In which Hayden J dealt with a person lacking capacity, who was pulling feeding tubes out of his body, over a hundred times. Was it in his best interests to continue to insert the tube, or to discontinue it, even though that might lead to his death? Hayden J ruled that it was in the person’s best interests to stop the treatment. Kudos to the Guardian for not labelling this a ‘right to die’ case, but boo for trotting out the stock and misleading phrase that the Court of Protection deals with ‘the sick and vulnerable’ (no, it deals with people who are believed to be lacking capacity to make their own decisions, who may ALSO be sick and vulnerable, but the overwhelming majority of sick people will never come anywhere near the Court of Protection and plenty of people are vulnerable without lacking capacity. )
Annoyingly for a lawyer, the Guardian piece doesn’t set out how Hayden J balanced the individual’s best interests (and one can infer from his actions what his wishes might be) against the article 2 right to life – since this isn’t a case like Tony Bland and others where there was no response (the evidence was that the man reacted to family mentioning Manchester United – by smiling) or a Lady who sparkled case of someone with capacity rejecting treatment just as any of us can do.
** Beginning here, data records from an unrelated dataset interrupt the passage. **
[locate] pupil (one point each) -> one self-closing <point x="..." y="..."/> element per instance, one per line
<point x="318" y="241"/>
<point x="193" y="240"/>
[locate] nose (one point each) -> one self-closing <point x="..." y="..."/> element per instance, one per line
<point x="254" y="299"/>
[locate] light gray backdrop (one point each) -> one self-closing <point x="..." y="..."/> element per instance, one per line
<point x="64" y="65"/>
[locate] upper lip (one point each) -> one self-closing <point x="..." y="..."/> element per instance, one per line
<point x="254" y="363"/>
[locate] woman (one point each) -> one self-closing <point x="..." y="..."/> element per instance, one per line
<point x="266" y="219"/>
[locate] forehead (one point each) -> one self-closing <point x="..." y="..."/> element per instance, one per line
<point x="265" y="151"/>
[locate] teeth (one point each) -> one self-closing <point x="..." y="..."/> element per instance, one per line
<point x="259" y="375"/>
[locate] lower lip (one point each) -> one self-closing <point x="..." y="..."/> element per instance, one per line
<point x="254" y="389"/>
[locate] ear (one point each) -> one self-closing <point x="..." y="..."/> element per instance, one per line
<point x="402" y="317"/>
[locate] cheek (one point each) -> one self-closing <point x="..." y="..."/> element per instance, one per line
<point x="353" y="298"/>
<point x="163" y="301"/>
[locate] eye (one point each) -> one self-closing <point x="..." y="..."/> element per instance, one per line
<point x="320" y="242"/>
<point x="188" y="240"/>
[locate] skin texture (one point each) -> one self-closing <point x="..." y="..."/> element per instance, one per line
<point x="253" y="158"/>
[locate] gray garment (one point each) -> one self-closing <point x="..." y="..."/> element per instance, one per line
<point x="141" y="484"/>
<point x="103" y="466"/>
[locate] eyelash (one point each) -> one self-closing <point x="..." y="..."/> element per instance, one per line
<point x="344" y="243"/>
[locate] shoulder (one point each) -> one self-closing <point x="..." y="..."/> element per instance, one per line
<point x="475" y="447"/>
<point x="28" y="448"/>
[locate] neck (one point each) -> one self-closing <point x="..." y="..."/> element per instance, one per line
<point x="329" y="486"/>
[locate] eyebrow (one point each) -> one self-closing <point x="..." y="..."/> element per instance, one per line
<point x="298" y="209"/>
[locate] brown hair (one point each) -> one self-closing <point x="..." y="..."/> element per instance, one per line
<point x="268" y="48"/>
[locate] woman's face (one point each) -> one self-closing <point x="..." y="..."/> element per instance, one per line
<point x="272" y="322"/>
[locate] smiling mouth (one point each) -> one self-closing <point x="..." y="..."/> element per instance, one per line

So we need to see that. It is perhaps illustrative of something of a shift in Court of Protection away from the patrician and towards autonomy, but without a judgment, I can’t say.
There’s also a C-section case with social workers in the wings seeking to initiate care proceedings, and we know what a hot-button topic that is.
And it would be handy to see the judgment in full, to assess whether this was proportionate, and whether the high tests for C-section without consent were applied.
Then in Children Act cases, there is
In which it is said that a child was placed with Special Guardians and the placement lasted two weeks, with the Special Guardians spending their allowance on drugs, alcohol and gambling. Not perhaps the most robust of assessments, if it didn’t spot that they were assessing someone with all of those problems. [Even most TV cop shows would draw the line at their flawed hero having all THREE of those problems all at once]
And this one
Where an ISW described a contact session as positive and enjoyable, whereas the Guardian described it as the worst she had ever seen and horrifying.
I’d love to write about all four of these cases, but in the absence of judgments, I’ve got no source material.
My teeth are gnashed. If I had an alligator to hand, I might well throw it through a window, to express my dissatisfaction.
I’ll leave you with Lowering the Bar, who report that the Court in Pennsylvania (which I believe is staffed by little cute mice and bunnies and squirrels, or alternatively vampires – those are the two connotations of Sylvania that I hold in my head) have had to put up a notice to tell people attending Court not to wear pjyamas to Court (they are American and call that pajamas)
I did once see a woman attend Court wearing a wedding dress (no, it was not actually her wedding day), and I represented lots of wealthy farmers back in my divorce days who would come along in their worst possible clothes (ragged, patched, gaping holes, egg-stains) to try to put in the Judge’s mind how poor they must be, but I have never seen anyone attend Court wearing PJs.